In order to accomplish this, however, I must remain responsive to feedback. But if you are going to be the type of person that welcomes feedback, you are also going to have to 1) develop a thick skin and 2) recognize when it’s time to listen to your own thoughts on the matter as opposed to the thoughts of others.
When it comes to developing thick skin, well, for me it didn’t really arrive in my life until being thin-skinned about matters proved to be too much of a detriment to the goals I was seeking to accomplish. Here’s a little tid-bit about how I have found my own human nature works.
I’ll give a speech, do a keynote, write a work or what-not, and people will compliment me, want me to sign their books, chat more after the program, whatever. But if one person wrinkles their nose, shrugs their shoulders and points out where I wasn’t really all that great, I take it personally.
And when I go home later that night, do I remember the good stuff? Do I remember the praise? Do I remember all the compliments, even if they outweighed the critics 50 to 1? Of course not — I remember the criticism.
And I dwell on it.
The fact is, if you are going to put yourself “out there”, if you are going to “try”, if you are going to take a stand, make a speech, author a novel or whatever, you have to know that 1) no matter what you can do, it can be improved — which is why I find it so essential to listen to feedback and 2) know that some people just like to criticize for the sake of being critical (as opposed to doing it for the sake of being constructive).

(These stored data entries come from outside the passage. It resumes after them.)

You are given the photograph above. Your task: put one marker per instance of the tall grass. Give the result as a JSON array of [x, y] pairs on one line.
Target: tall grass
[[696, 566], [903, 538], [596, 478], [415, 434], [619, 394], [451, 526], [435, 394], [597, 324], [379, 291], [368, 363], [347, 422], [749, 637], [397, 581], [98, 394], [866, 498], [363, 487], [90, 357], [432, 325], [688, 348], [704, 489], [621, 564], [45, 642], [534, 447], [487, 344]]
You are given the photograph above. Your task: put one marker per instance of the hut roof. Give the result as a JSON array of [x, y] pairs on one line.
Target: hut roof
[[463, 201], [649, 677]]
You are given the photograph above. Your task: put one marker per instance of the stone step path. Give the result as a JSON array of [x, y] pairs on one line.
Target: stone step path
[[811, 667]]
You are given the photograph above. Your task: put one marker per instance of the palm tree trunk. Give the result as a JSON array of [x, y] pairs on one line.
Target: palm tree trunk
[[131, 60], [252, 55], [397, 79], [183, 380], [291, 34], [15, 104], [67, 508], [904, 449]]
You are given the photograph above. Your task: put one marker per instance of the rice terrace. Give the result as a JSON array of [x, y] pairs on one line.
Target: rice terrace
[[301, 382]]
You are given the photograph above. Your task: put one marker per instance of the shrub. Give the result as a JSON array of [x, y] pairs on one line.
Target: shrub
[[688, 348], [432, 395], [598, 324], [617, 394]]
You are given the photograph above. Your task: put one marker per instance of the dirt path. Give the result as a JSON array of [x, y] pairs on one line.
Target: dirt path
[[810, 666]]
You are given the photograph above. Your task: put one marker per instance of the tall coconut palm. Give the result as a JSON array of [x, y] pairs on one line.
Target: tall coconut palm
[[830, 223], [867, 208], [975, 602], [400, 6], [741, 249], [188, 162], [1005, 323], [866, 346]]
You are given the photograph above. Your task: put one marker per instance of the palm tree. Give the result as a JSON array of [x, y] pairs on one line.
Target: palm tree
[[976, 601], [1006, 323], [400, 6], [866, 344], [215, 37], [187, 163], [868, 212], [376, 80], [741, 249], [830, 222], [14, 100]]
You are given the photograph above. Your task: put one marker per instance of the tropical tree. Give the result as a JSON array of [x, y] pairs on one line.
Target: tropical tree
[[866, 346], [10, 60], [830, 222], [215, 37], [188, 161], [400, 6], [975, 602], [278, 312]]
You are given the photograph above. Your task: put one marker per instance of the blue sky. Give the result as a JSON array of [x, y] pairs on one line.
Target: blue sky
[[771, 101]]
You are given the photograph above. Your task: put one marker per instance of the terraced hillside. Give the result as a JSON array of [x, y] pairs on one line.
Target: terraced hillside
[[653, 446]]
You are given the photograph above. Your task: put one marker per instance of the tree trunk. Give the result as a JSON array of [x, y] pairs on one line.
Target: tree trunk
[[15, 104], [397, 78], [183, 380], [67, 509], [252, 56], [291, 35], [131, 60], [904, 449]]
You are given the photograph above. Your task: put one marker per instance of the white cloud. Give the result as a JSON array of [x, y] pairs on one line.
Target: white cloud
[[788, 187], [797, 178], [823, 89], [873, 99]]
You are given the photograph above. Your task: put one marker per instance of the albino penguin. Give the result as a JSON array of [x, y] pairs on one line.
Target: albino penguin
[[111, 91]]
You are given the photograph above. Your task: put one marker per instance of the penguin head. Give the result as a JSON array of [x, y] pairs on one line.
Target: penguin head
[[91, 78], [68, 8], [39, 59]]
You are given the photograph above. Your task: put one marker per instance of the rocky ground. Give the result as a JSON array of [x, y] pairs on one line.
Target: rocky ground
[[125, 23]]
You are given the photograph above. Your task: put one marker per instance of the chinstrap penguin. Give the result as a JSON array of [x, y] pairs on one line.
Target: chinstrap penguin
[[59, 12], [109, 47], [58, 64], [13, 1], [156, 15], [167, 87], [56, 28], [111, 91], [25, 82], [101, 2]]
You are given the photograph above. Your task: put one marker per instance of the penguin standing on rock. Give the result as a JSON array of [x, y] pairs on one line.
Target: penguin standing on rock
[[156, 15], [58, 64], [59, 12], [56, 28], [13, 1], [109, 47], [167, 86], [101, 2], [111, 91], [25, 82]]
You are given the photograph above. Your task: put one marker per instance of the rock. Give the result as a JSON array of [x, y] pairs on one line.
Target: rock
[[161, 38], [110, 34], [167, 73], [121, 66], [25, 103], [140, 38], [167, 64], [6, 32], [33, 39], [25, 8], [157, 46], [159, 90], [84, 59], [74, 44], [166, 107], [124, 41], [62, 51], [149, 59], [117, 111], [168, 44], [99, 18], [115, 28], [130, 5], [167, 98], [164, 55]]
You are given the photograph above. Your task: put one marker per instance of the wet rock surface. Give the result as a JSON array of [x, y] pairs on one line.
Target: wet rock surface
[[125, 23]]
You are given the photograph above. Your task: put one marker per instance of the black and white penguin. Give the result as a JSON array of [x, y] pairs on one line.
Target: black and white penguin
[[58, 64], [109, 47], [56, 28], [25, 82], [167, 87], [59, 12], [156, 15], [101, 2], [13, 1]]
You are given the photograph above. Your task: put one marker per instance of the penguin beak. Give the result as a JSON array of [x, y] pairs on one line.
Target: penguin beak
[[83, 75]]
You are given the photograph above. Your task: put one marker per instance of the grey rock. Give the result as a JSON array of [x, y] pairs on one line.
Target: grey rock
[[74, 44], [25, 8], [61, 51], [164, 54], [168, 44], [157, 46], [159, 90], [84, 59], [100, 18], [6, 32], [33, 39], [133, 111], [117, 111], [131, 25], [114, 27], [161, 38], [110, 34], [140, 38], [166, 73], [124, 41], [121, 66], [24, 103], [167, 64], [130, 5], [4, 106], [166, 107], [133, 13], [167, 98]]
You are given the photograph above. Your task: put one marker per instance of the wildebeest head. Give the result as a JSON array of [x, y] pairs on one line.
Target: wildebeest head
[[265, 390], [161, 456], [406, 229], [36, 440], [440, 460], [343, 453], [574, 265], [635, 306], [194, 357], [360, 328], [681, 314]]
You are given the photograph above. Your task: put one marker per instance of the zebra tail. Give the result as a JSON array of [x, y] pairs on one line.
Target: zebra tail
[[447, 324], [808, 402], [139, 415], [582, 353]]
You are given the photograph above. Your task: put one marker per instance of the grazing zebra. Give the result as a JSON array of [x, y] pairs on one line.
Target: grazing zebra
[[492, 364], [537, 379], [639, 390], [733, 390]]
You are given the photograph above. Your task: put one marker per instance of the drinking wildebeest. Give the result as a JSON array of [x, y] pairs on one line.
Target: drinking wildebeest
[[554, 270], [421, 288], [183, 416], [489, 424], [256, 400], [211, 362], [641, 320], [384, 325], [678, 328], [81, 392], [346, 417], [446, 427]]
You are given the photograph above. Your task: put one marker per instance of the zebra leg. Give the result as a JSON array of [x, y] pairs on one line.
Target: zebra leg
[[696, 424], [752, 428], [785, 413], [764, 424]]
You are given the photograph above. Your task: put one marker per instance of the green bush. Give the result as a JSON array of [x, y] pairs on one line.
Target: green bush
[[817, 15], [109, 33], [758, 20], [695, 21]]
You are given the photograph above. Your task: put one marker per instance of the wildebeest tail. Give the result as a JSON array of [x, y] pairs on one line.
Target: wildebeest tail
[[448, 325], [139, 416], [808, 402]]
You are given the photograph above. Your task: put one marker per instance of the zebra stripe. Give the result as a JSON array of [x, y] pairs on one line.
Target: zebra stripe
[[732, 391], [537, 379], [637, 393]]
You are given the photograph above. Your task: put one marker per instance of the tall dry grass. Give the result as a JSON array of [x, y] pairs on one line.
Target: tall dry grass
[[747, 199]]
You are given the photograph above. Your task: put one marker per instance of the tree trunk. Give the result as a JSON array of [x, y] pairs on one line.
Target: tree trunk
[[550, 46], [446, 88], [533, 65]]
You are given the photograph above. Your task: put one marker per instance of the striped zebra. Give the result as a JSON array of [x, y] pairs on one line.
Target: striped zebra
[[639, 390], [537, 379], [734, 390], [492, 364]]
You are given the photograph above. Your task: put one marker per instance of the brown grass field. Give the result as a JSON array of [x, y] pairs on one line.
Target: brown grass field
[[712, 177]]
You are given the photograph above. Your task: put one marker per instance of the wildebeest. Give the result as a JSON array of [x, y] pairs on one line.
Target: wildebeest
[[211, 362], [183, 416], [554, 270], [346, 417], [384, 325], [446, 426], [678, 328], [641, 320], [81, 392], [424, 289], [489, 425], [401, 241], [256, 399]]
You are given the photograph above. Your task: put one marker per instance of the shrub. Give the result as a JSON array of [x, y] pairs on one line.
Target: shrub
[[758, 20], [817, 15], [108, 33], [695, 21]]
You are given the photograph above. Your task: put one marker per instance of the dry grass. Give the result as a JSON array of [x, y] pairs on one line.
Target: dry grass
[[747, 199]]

It’s like a double-bind. I need to listen to the feedback but human nature makes me feel like I only want to hear the good stuff. And hearing just the good stuff is potentially ruinous. How can I improve my efforts if I don’t hear where I am falling short in my efforts?
This is why I know I need thick skin. When I show my books to people and ask for their opinion, I want the truth. If it ain’t working, I need to know it so I can make it work. It’s not about my feelings; it’s about the material. Having published multiple books has brought me to this doorstep of understanding.
When you stop taking it personally, you open up avenues to improve your craft in innumerable ways. That goes for almost anyone — teachers, writers, administrators. People are SO defensive about what they are doing that they often tune out to the ways that they can do the things they are doing better. Hey, no one’s perfect.
It’s why I have tried to become more thick-skinned. It makes me a better professional.
BTW, young writers are often hard to have conversations with because they take criticism of their material as personal criticism. Look, I admire anyone who straps up, sits down and cranks out a book. Hats off to ’em… it’s hard stuff. But if it’s not great and you only want people to tell you it’s great instead of ways it can be improved, then you’re setting yourself up for trouble.
The best administrators, educators, businesspeople and so on want feedback. They want reflection. They want to improve. Even if it’s a wee bit salty on the soul, to get better, one must hear about the “issues”.
After all, is there really any such thing as a “master” who does not still have room to grow?